A Working Relationship
By alibob
- 1794 reads
Monica stands beside her desk and smiles as she presses her palm onto the tips of her newly sharpened pencils. She glances across the room to her deputy’s desk and rolls her eyes, even though she is alone. Papers and books are stacked in precariously balanced towers. Moving closer, she sees that a coasterless, half-empty coffee mug has made a pattern of brown circles. Crisp and biscuit crumbs are scattered haphazardly. Wrinkling her nose, she sweeps the debris into the bin and briskly smacks her hands together.
Pinned to the corkboard above Steve Honey’s desk are the drawings and notes children have given him. He refuses to throw anything away. ‘To the best teacher in the world,’ one of them declares. Monica’s top lip curls into a sneer. Everything about him irritates her. Even his screen saver makes him want to attack the monitor with a blunt instrument. It is a photograph of him in a Hawaiian shirt and shorts, surrounded by over-excited ‘kids’, as he insists on calling them. It was taken on a recent ‘fun day’. Another excuse for everyone to run wild.

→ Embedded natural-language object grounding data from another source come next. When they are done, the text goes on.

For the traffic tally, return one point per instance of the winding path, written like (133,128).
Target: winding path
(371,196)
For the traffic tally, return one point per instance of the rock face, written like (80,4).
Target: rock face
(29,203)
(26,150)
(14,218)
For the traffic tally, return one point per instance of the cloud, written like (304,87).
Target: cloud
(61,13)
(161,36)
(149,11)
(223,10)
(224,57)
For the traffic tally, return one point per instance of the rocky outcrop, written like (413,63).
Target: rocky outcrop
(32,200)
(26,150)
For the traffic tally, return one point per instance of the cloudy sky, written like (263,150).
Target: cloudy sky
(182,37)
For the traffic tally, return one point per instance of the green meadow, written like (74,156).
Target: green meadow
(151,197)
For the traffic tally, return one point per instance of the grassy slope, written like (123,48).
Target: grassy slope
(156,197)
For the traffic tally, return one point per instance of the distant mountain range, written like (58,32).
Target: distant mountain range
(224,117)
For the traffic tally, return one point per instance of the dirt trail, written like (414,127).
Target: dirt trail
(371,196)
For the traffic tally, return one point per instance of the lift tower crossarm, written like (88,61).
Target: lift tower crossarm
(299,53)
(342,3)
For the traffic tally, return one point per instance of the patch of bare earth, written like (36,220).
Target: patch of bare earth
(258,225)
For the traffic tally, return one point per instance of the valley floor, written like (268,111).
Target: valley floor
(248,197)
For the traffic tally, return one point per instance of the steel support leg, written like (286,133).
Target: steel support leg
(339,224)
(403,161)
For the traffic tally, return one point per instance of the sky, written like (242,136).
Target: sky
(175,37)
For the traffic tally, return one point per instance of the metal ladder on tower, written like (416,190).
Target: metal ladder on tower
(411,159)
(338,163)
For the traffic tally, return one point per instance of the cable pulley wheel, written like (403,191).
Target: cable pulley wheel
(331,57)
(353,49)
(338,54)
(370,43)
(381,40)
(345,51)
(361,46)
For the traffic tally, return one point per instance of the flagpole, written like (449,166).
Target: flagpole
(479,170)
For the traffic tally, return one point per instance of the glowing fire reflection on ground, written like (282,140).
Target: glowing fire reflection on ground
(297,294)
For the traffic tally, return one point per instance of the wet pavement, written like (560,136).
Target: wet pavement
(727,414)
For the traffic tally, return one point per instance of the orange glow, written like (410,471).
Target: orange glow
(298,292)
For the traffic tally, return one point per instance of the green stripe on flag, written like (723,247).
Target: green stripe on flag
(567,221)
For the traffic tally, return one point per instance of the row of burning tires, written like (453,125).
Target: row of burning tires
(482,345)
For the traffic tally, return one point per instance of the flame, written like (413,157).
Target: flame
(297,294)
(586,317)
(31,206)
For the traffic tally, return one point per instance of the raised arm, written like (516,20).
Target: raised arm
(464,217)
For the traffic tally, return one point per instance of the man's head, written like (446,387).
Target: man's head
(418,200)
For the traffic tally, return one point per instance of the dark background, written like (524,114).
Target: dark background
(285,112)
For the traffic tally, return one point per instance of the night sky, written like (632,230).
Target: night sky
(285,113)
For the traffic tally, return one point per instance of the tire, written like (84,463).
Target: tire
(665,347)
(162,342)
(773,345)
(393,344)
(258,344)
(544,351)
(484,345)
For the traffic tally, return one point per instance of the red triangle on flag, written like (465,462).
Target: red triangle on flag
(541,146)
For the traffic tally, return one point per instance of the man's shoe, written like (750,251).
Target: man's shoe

Returning to her own desk, she uses her monitor as a mirror as she ensures that her blouse is brushed free of crumbs and correctly buttoned. She dabs at her lips with a tissue, removing any trace of her hastily eaten lunch.
Something thuds against the office window. She opens the blinds a fraction to peer out. Steve, in the midst of an unruly football game, grins ruefully. He raises his arms in a ‘Sorry Miss’ shrug. The children around him jeer. Someone pats him on the back. Monica snaps the blind shut and returns to her desk, where she pencils in ‘maintaining a professional distance’ as an item for the next staff meeting.
She works for the remainder of lunchtime, reviewing test results, which are as disappointing as ever. In her head she hears Steve Honey declaring, in his exaggerated Geordie accent, that there is more to teaching than exam results. Tell that to the Board of Governors.
As the afternoon session commences there is a timid knock on the door. Monica forces her face into the child-friendly expression that has never come naturally to her and invites the visitor in. Grace Bennett clutches a crumpled sheet of paper, which she seems to offer to Monica as she toddles forward, thumb in mouth.
‘Is this for me?’ Monica asks, stretching out her hand. Grace recoils in horror, tightening her grip on the paper and vigorously shaking her head. She removes her soggy thumb from her mouth and points at Steve’s desk.
The smile remains on Monica’s face as she promises to make sure Mr Honey gets his picture. She smiles until Grace has backed out of the room, leaving the door swinging. She bites back a reprimand. After a cursory glance at the stick-like drawing she screws the paper into a tight ball and hurls it at the waste paper bin.
Steve perches on the edge of the secretary’s desk, swinging his legs like a five year old, and keeping her from her work, until he hears Monica leaving the office. He’s not in the mood for the way she peers at him over the top of her glasses, like a disapproving headmistress. He laughs at his own joke. Shirley, the secretary, asks if he has no work to do.
‘Yes Mum,’ he says, saluting as he slides off her desk. She smiles indulgently, as older women usually do.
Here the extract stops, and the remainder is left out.